At the beginning of the meeting the atmosphere was worthy of a seventh game. Donta smith immediately began the annotations for Bayamón, but Larry Ayuso did not remain with folded arms. In the first five minutes of action, Ayuso had already made three triples. Then, when the clock struck 4:48, Danilo Pinncok managed a basket that gave them the first lead in the game 13 - 12. After this move Bayamón managed to take advantage on the board 19 - 17. All this so that in the next moves, Guillermo Díaz scoring three free throws and Danny Santiago make a dunk that brought the Capitanes to dominate the first quarter 22 - 19.

The start of the second period for Arecibo was very explosive. The Capitanes opened with a push of 7-0, thanks to a triple by Larry Ayuso and two consecutive baskets by Danilo Pinnock. At that time, Arecibo took off on the scoreboard 29 - 19. Incidentally, those were the first points of a rally that did Danilo Pinnock. He scored eight consecutive points for Arecibo. The Vaqueros tried to answer with some baskets of Christian Dalmau and Robert Traylor, but the Capitanes managed to close strong at the half. After twenty minutes of action the Capitanes had twelve-point advantage, 43 - 31. During that first half, Larry Ayuso and Danilo Pinnock combined to make between them, thirty-three points. Captains also dominated the rebounds 20 - 11. Also they were perfect from the free throw line.

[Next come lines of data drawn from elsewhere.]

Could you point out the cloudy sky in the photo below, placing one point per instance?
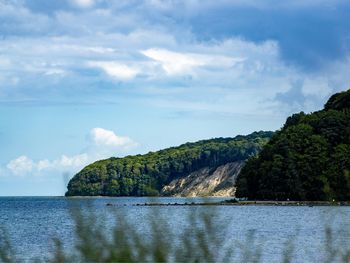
(82, 80)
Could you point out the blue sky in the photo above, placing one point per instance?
(82, 80)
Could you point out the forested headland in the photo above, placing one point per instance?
(308, 159)
(145, 175)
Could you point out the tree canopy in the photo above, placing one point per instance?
(308, 159)
(145, 175)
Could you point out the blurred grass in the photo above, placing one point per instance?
(201, 239)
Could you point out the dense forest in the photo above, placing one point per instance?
(145, 175)
(308, 159)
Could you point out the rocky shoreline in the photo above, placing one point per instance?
(234, 202)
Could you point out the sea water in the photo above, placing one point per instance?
(31, 223)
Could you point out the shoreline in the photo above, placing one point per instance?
(234, 202)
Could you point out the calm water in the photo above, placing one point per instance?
(32, 222)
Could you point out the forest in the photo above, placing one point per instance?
(145, 175)
(308, 159)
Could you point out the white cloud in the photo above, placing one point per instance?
(21, 165)
(182, 63)
(115, 69)
(106, 138)
(102, 144)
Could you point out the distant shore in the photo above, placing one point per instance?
(234, 202)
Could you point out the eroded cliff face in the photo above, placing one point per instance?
(206, 182)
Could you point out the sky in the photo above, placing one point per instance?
(83, 80)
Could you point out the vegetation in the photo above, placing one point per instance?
(308, 159)
(145, 175)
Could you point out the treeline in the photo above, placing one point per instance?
(145, 175)
(308, 159)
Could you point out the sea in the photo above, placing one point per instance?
(307, 233)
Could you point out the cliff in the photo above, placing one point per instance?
(207, 167)
(205, 182)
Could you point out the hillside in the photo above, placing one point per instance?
(308, 159)
(150, 174)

The second half began with an offensive push for the Vaqueros. They managed six points, but Guillermo Díaz was able to answer with triple when subtracted 7:53 on the clock. To this, Danilo Pinncok added two free throws, but Bayamón answered with a triple by Christian Dalmau. On the next play, Danny Santiago make a triple with 4:45 detracted. Then, Bayamón answered with five straight points, but Danilo Pinncok score four straight points and David Cortés scored two points to keep Arecibo in front. When subtract only 45 seconds of the period, Larry Ayuso achieved another triple. Arecibo closed the quarter 62 - 50 for Arecibo.

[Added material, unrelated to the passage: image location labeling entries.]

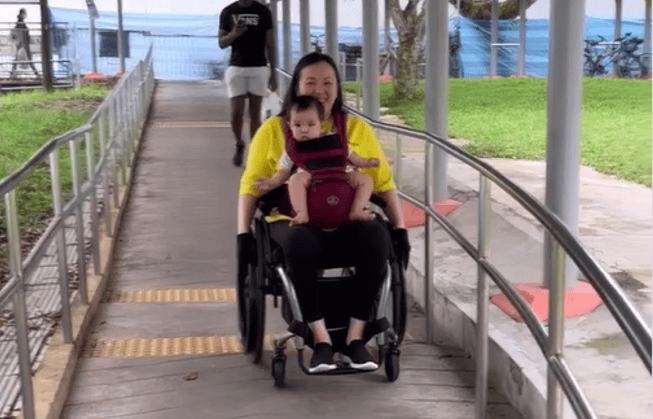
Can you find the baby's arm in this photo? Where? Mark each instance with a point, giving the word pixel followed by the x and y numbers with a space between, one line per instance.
pixel 265 185
pixel 359 161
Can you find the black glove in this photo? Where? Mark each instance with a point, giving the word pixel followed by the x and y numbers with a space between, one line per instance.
pixel 401 245
pixel 245 252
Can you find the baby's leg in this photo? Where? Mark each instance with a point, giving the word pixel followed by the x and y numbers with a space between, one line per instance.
pixel 297 191
pixel 362 182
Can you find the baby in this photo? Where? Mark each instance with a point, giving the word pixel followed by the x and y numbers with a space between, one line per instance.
pixel 306 117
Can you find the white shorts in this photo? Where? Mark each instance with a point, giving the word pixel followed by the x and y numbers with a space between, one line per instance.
pixel 243 80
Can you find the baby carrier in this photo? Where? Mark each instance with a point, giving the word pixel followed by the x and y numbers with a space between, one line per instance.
pixel 329 196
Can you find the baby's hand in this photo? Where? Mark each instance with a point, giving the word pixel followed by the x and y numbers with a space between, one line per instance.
pixel 264 185
pixel 373 162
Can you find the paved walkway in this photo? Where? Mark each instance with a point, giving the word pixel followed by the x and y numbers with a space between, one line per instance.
pixel 178 234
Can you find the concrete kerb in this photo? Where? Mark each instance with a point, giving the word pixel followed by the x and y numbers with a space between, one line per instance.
pixel 54 376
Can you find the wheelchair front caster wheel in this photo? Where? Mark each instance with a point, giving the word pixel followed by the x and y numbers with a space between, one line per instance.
pixel 392 364
pixel 279 370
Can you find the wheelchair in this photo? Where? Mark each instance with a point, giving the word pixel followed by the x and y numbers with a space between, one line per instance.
pixel 266 275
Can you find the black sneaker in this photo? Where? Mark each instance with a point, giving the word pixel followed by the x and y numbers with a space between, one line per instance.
pixel 238 157
pixel 357 356
pixel 322 359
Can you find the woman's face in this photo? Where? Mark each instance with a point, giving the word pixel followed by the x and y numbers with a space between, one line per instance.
pixel 319 80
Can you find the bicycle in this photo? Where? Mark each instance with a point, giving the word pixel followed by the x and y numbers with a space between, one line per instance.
pixel 315 42
pixel 620 53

The fourth quarter began with an exchange of baskets by both, but the Capitanes knew how to answer on every possession. Larry Ayuso achieved another triple with 7:32 left and the score was 68–57 at the time. Plays later, Carmelo Lee scored a field goal by Bayamón, but this was answered immediately by the Capitanes. David Cortés managed a shot and Danny Santiago make another. In this way Arecibo was leading 72 - 60, while still detracted 3:45 left in the game. Bayamón managed to score three extra points, before they culminate the event. This was so because on the last play of the game, Danny Santiago achieved an impressive steal. After the steal, Andrés Rodríguez gets the ball and he received a hard foul that led him to the free throw line. Before Andrés Rodríguez could make his attempts, the fans from Bayamón began a relentless rain of objects and this forced the League officials to confiscate the game in Arecibo's favor. At that time, there is still 1:42 to play, but the game was largely dominated by Arecibo 73 - 62. Thus, the Arecibo Capitanes won their fourth championship of the BSN (1959, 2005, 2008 and 2010).

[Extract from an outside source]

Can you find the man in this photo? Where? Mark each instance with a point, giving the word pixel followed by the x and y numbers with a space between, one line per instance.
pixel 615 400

The best scorers for the team Bayamón were: Christian Dalmau with 22 points and Carmelo Lee with 11. While for Arecibo, four players were in double figures. The best it was, Larry Ayuso with 23 points. By the way, Ayuso was declared the MVP of the Final Series. Then followed by: Danilo Pinnock who scored 21 points, Daniel Santiago with 11 points and Guillermo Diaz, who had 11 points, 10 rebounds and five assists.

=== 2011 Repeating as Champions ===
On August 1, 2011 Capitanes de Arecibo defeated Piratas de Quebradillas in 5 games (4-1) to win their fifth National Superior Basketball Championship. Guillermo Díaz was chosen as the Most Valuable Player.¡El Back to Back es un hecho!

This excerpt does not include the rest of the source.